Bajwa, an expert in the tiny, extremely hard particles derived from breaking down biomass, previously found that the nanocrystals significantly increase the efficiency of certain salts used to absorb and store heat. The salts, which melt when heated, can store much more heat per a given volume than materials like water. They are commonly used in power plants that concentrate the sun's rays to generate heat that can then spin electricity-generating turbines. They also have a range of potential applications in other industries, including saltwater desalinization and oil production, according to Bajwa. "A lot of industry produces so much heat that's lost, so finding a low-cost way to store and reuse it could have a lot of benefit," he said.
"What we've found is that if you add even a relatively small amount of cellulose nanocrystals to the salt, it improves the efficiency significantly, by almost a third," Bajwa said.
The heat-storing salts also have a crystalline structure, which tends to break down over the course of heating and cooling cycles, reducing efficiency. It's thought that the nanocrystals may act like a scaffold that helps prevent that, Bajwa noted. "We think there's some kind of unique chemical bonding structure that's happening, but we don't know what it is. That's what we want to find out."

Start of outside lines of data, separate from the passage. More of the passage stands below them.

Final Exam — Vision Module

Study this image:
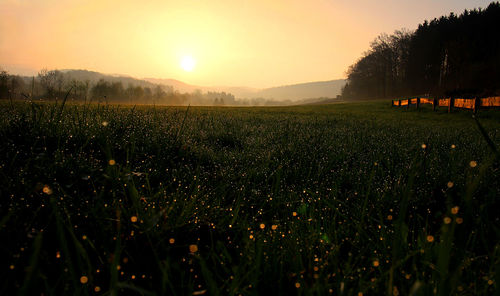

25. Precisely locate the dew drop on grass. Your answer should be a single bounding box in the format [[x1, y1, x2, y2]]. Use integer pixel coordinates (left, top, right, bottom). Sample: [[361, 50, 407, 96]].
[[189, 245, 198, 253], [42, 185, 53, 195]]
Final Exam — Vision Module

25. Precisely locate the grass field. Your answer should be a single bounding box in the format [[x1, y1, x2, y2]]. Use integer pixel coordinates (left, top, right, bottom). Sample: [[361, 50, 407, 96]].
[[0, 100, 499, 295]]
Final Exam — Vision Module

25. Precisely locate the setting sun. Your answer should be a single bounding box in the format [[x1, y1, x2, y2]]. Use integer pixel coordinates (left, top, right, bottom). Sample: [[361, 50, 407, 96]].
[[180, 56, 196, 72]]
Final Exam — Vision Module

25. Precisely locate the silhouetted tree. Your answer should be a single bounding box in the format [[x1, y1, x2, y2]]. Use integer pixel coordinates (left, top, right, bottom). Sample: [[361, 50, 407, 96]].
[[0, 70, 9, 99], [10, 75, 25, 99], [38, 69, 65, 98], [68, 79, 90, 101]]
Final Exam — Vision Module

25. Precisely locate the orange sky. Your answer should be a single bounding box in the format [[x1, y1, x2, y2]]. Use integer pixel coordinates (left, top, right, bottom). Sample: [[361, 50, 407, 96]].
[[0, 0, 492, 88]]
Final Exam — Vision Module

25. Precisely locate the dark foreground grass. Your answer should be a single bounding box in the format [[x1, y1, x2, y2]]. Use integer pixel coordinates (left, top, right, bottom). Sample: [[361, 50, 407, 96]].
[[0, 100, 499, 295]]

The MSU team, which includes Daniel Blake, a first-year doctoral student in MSU's interdisciplinary materials science program, will start by analyzing how typical cellulose nanocrystals derived from wood interact with various solutions of the heat-storing salts. Collaborators at North Dakota State University will then measure how the nanocrystal-enhanced solutions perform.
"It's exciting to be working on a project that has such a practical application and could have such a widespread impact," said Blake, who said the project aligns with his longtime interest in energy sustainability.
In a second phase of the project, the tests will be repeated after the MSU researchers explore methods for creating the cellulose nanocrystals from sugar beets. Typically, making the tiny particles involves subjecting woody material to intense heat and chemicals to break down the cell walls, but extracting sugar from sugar beets may preemptively aid that process, Bajwa said.
The material is abundant. In 2020, Montana ranked sixth in the nation for sugar beet production, with farmers producing 1.2 million tons of sugar beets valued at $42.5 million, according to the USDA. "There's a lot of mulchy pulp left over from sugar processing that right now has very little value," Bajwa said.
Researchers at Idaho National Laboratory will focus on a study of how the nanocrystals improve the durability of the salt over the course of heating cycles. Oak Ridge National Laboratory will compare the performance of the nanocrystal-enhanced salts to other methods of heat and energy storage.
"We're optimistic that we can help solve one of the weaknesses of existing salt-based energy storage technologies," Bajwa said, "and also open the door for a high-value byproduct for the sugar beet industry."